Es muy difícil en resumen, estar absolutamente en contra del modelo económico del mundo, al que algunos llaman “capitalista”. Sus resultados vistos globalmente son impresionantes y decididamente beneficiosos para un gran porcentaje de la humanidad. Pero tampoco se puede cerrar los ojos a los problemas a los que el mundo se enfrenta, muchos de ellos producidos por dicho modelo. Este es el gran dilema.
Si no se habla de desigualdades, injusticias y otros desequilibrios superables, sino de problemas de gran envergadura como los que afectan a la habitabilidad de nuestro planeta y al futuro de nuestra especie, falta en nuestras sociedades, capacidad de reflexión e interés por ponerse de acuerdo, y sobra, confrontación y maniqueísmo. Las confrontaciones anti-globalización vividas en los últimos años –mayormente anárquicas, vehementes y hasta cierto punto desinformadas– por ejemplo, no pueden ser la solución, como tampoco pueden serlo la defensa interesada de la libertad infinita de acción y la protección de intereses particulares y privilegios. Falta también, sin duda, desapego a ideologías y modelos de pensamiento prefabricados y obsoletos.

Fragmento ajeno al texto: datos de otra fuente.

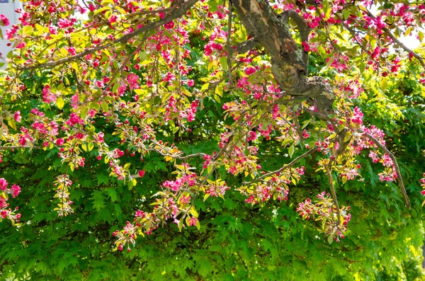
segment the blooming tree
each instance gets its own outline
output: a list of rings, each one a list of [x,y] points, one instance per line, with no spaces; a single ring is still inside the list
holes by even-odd
[[[166,223],[200,229],[197,198],[239,192],[251,205],[287,200],[305,173],[300,162],[311,155],[329,184],[315,202],[306,199],[295,208],[303,219],[322,222],[329,243],[349,228],[350,207],[339,205],[336,187],[361,178],[357,159],[363,151],[382,164],[380,180],[397,182],[410,208],[384,132],[365,124],[353,102],[363,91],[363,72],[394,77],[404,60],[420,64],[413,75],[425,83],[424,59],[400,39],[423,40],[424,4],[30,0],[16,13],[19,24],[4,35],[15,50],[0,79],[0,152],[58,151],[67,167],[53,184],[59,216],[78,212],[70,200],[73,173],[84,169],[88,157],[130,189],[149,174],[122,161],[124,155],[142,163],[157,154],[174,165],[175,178],[158,187],[152,208],[137,210],[113,232],[119,250],[130,251],[137,236]],[[4,16],[0,25],[9,25]],[[26,103],[23,75],[35,74],[45,78],[39,102]],[[210,139],[198,117],[210,101],[217,105],[212,114],[221,116],[213,151],[190,154],[164,140],[195,127]],[[105,124],[112,132],[103,130]],[[290,159],[264,171],[259,145],[271,141]],[[243,184],[227,184],[220,169]],[[8,188],[4,178],[0,188],[0,219],[16,221],[20,214],[6,201],[21,188]]]

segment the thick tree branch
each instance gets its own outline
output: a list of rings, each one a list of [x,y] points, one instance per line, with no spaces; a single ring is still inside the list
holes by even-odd
[[[248,34],[261,43],[271,57],[272,72],[280,88],[288,95],[314,100],[316,109],[326,113],[332,109],[332,91],[320,77],[307,78],[308,55],[299,47],[289,25],[292,18],[302,40],[309,30],[295,11],[278,16],[266,1],[231,0]]]
[[[236,45],[236,52],[238,54],[243,54],[250,50],[254,49],[259,45],[259,42],[254,39],[249,39],[246,41],[239,43]]]
[[[287,10],[282,13],[280,17],[285,23],[289,21],[290,18],[292,18],[298,27],[301,41],[306,42],[308,40],[308,35],[310,34],[311,29],[307,25],[304,18],[298,13],[295,10]]]

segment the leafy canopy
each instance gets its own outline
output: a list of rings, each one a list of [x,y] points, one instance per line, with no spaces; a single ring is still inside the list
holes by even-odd
[[[425,64],[398,38],[423,40],[424,4],[24,4],[0,78],[4,273],[420,275]]]

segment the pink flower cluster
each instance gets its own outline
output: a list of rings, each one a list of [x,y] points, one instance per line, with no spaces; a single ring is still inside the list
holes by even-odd
[[[329,193],[324,191],[318,194],[316,198],[314,203],[310,198],[300,203],[297,212],[303,219],[314,218],[316,221],[322,221],[324,223],[322,224],[322,232],[339,242],[340,238],[344,238],[347,224],[351,218],[351,214],[348,213],[350,207],[341,207],[340,217],[338,217],[336,206]]]
[[[8,188],[8,183],[3,178],[0,178],[0,222],[4,219],[8,219],[12,222],[19,222],[21,214],[16,214],[16,212],[18,207],[16,207],[14,210],[8,208],[9,204],[6,202],[8,200],[8,195],[11,195],[13,198],[18,196],[21,193],[19,185],[13,184],[10,188]]]

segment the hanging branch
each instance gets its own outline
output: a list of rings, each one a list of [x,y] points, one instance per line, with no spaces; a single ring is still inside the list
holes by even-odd
[[[407,207],[407,209],[410,210],[410,200],[409,200],[409,197],[407,196],[407,193],[406,192],[406,188],[404,188],[404,183],[403,183],[403,178],[402,177],[402,173],[400,172],[400,168],[398,166],[398,162],[395,159],[395,156],[387,148],[385,147],[385,145],[381,144],[375,137],[372,136],[368,132],[361,132],[366,136],[369,139],[373,141],[377,147],[382,149],[392,160],[392,163],[394,164],[394,168],[395,169],[395,173],[397,173],[397,181],[402,191],[402,194],[403,195],[403,199],[404,200],[404,205]]]

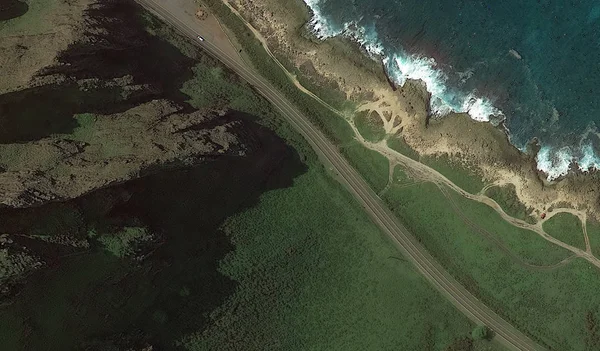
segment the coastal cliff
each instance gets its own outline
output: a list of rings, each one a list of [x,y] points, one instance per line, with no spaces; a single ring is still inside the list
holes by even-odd
[[[321,88],[336,87],[345,99],[356,104],[358,111],[388,116],[383,121],[389,126],[387,140],[399,139],[420,156],[449,157],[486,183],[513,184],[519,201],[537,215],[556,207],[570,207],[598,217],[598,172],[573,169],[566,177],[547,181],[545,174],[536,169],[535,148],[529,153],[516,149],[502,125],[478,122],[466,114],[432,118],[428,112],[429,93],[422,82],[409,80],[394,90],[381,64],[351,37],[316,38],[309,22],[312,13],[300,0],[235,0],[230,4],[286,67],[307,76],[305,81],[321,82]],[[302,70],[305,66],[313,69]]]

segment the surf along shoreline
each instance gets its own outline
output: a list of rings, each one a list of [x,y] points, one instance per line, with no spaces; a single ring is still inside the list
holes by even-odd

Y falta, sobre todo, pasar a niveles de abstracción superiores a los que prevalecen en las explicaciones, leyes y reglas, comunes hoy en nuestras sociedades. No se puede, por ejemplo, dejarse llevar por los libertarios o por los fundamentalistas del mecanismo de mercado, o, por lo menos, no se puede confiar en ellos para la búsqueda de las grandes soluciones que el mundo necesita. Muchos economistas conocidos, más que por la calidad de su obra, por sus frecuentes, machacones y tediosos artículos, siguen empeñados en explicar las leyes básicas de nuestro mundo por el juego de intereses de los panaderos, lecheros y tenderos varios, y por el de pequeñas empresas manufactureras, que era lo único que existía cuando Adam Smith escribió su notable obra la Riqueza de las Naciones –nada menos que en 1776– o Alfred Marshall formuló las leyes microeconómicas de la formación de los precios a finales del siglo XIX. Otros, igual de majaderos, dicho sea sin acritud, se obstinan en oponerse a ellos con un comunitarismo absurdo y un mal llamado progresismo. Ideas, estas últimas, deducidas de una explicaciones tan particulares, locales y constreñidas a un tiempo y a unas circunstancias determinados, como la luchas de clases, las izquierdas y las derechas y otras lindezas, transformadas en leyes fundamentales de nuestras sociedades.